Depuis le laboratoire Chimie et interdisciplinarité : synthèse, analyse, modélisation, Morgane Vacher pose les fondements théoriques d’une nouvelle chimie. Ses réactifs sont amenés dans des états quantiques excités grâce à des lasers attosecondes, aux impulsions aussi rapides que le mouvement des électrons formant les liaisons chimiques. Pour ces travaux, qui pourraient déboucher sur des réactions jusqu’alors impossibles, Morgane Vacher a reçu la médaille de bronze du CNRS.
Placés dans des états excités qui relèvent de la physique quantique, atomes et électrons peuvent mener à des réactions chimiques. Morgane Vacher, du laboratoire Chimie et interdisciplinarité : synthèse, analyse, modélisation (CEISAM, CNRS/Nantes Université), explore les fondements théoriques de cette chimie encore peu explorée. Cette chargée de recherche a pour cela développé le concept d’attophotochimie, c’est-à-dire une chimie contrôlée par des lasers attosecondes.
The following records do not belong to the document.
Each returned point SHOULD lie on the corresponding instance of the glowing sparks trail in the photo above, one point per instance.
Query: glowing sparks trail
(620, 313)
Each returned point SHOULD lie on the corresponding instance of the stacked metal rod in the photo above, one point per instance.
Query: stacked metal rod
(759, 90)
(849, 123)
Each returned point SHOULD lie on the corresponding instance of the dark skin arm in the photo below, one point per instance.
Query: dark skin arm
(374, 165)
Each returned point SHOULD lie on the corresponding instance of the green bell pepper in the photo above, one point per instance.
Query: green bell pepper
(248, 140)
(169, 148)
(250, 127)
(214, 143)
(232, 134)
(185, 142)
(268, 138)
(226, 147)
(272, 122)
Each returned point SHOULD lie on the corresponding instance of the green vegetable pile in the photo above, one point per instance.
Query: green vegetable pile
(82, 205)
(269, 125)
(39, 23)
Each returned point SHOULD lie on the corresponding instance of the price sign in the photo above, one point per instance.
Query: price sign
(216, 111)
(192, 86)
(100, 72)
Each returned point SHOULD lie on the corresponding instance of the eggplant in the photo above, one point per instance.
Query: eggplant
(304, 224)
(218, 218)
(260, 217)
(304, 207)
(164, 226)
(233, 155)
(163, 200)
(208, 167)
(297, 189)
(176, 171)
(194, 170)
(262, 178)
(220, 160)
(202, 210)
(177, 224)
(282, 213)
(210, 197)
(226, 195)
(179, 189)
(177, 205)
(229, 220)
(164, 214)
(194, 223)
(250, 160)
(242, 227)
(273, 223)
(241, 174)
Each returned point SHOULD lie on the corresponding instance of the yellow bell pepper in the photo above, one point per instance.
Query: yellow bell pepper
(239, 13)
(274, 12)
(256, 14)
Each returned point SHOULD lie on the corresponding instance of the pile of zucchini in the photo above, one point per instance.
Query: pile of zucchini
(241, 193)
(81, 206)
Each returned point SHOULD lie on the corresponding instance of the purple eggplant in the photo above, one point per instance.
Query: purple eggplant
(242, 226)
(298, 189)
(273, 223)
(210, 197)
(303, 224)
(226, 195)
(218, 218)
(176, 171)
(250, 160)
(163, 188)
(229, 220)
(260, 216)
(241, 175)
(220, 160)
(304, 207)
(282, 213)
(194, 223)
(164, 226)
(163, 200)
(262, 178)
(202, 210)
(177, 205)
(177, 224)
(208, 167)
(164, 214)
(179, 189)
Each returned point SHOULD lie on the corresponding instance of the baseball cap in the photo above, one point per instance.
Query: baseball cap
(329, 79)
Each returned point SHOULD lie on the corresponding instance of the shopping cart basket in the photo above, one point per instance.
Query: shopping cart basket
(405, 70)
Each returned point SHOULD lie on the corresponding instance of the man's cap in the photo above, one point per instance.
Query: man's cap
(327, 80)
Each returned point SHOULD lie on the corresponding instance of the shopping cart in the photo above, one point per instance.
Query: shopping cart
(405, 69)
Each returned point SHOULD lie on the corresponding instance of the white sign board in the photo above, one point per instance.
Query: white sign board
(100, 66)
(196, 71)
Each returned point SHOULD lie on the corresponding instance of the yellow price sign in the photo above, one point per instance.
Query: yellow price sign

Ces appareils, au cœur du prix Nobel de physique 2023, envoient des impulsions de seulement un milliardième de milliardième de seconde.
« Les lasers attosecondes brillent d’abord par leur incroyable résolution temporelle, qui correspond à la dynamique des électrons, décrit Morgane Vacher. Nous pouvons ainsi voir en temps réel les électrons se déplacer et former des liaisons chimiques. Ensuite, ces lasers couvrent une largeur spectrale qui permet d’exciter la matière dans plusieurs états électroniques distincts à la fois. Ce phénomène, dit d’interférence quantique, pourrait aboutir à de nouvelles réactions impossibles autrement. »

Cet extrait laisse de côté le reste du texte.